Uma resolução do Conselho Federal de Medicina (CFM), que deve ser divulgada até o fim do ano, pode voltar a restringir a possibilidade de receitar tais substâncias. É por isso que a Associação Médica Brasileira de Endocanabinologia e a Associação Pan-Americana de Medicina Canabinoide estão preparando uma campanha com pacientes, artistas e profissionais da saúde, para que os tratamentos não sejam prejudicados.

É bom voltar um pouco no tempo para entender a situação. Entre 2013 e 2014, repercutiram por aqui histórias de sucesso, no exterior, do emprego terapêutico do canabidiol em crianças com síndromes raras que sofriam com crises de epilepsia de difícil controle. Os pedidos de autorização para importação do produto logo começaram a chegar à Agência Nacional de Vigilância Sanitária (Anvisa). A reboque da mobilização, o CFM – que determina que substâncias os médicos podem receitar – publicou resolução que autorizou o “uso compassivo” do canabidiol exclusivamente para o controle de epilepsia na infância e adolescência que fosse refratária a terapias convencionais. A prescrição deveria ser feita apenas por psiquiatras, neurologistas e neurocirurgiões.

A partir de 2015, quando a importação de produtos derivados da maconha foi regulamentada pela Anvisa, médicos de outras especialidades passaram a receitar a Cannabis para uma série de condições: entre eles, Doença de Alzheimer e Parkinson, dores crônicas e oncológicas, ansiedade e transtornos de sono, com resultados bastante positivos. Até que, em 14 de outubro de 2022, o CFM publicou a resolução 2.324/22, altamente restritiva, limitando sua utilização a síndromes convulsivas, como Lennox-Gastaut e Dravet. Além disso, proibia os médicos de ministrar palestras e cursos sobre o canabidiol.

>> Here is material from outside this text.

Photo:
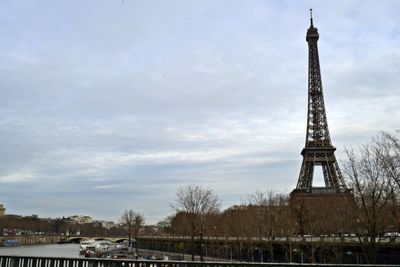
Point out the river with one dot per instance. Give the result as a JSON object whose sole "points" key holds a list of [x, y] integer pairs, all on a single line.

O que o órgão não esperava era a reação dos pacientes e suas famílias: acabou anulando a resolução pouco depois, no dia 25 de outubro. No momento atual, não há uma resolução em vigor, e é esse o temor dos médicos, como explica a psiquiatra Ana Hounie, que tem doutorado e pós-doutorado pela Universidade de São Paulo e é presidente da Associação Médica Brasileira de Endocanabinologia:

“A resolução que deixou de vigorar fere o direito do médico de prescrever o que considera melhor para seu paciente, assim como o direito do paciente de escolher seu tratamento. Durante a pandemia, o Conselho preconizava que os médicos tinham total autonomia para prescrever cloroquina, apesar de estudos apontando sua ineficácia contra a Covid-19. E agora quer impedir essa mesma autonomia”.

Levantamento publicado na revista científica PLoS One, em 2022, já apontava que a legalização da Cannabis nos estados norte-americanos a transformaria numa alternativa às drogas convencionais. Para a poderosa indústria farmacêutica, haveria uma perda de faturamento em torno de três bilhões de dólares por ano. Para o pediatra Flavio Alves, presidente da Associação Pan-Americana de Medicina Canabinoide, somente a educação continuada dos profissionais de saúde mudará o cenário de desconfiança em relação à maconha medicinal. Ele cita duas iniciativas pioneiras, na Faculdade de Medicina do ABC e na Universidade Federal da Paraíba, que trouxeram a discussão para as salas de aula:

“Além de aliviar o sofrimento dos pacientes, ajuda na desprescrição de outros medicamentos. As pessoas deixam de usar ansiolíticos, antidepressivos, opioides. Queremos aprofundar a discussão sobre as patologias e todo o espectro de emprego dos canabinoides. O que aconteceu em 2022 foi um malefício, o contrário do juramento do médico”.

No começo do mês, o Globo Repórter levou ao ar programa sobre o uso medicinal da Cannabis. Sabe-se que a Anvisa, a quem compete a avaliação dos medicamentos – e que sempre teve um entendimento diferente do CFM – está desenvolvendo uma nova regulação de produtos à base de maconha, mas o órgão afirmou que não poderia antecipar avaliações sobre o cenário de sua utilização no país.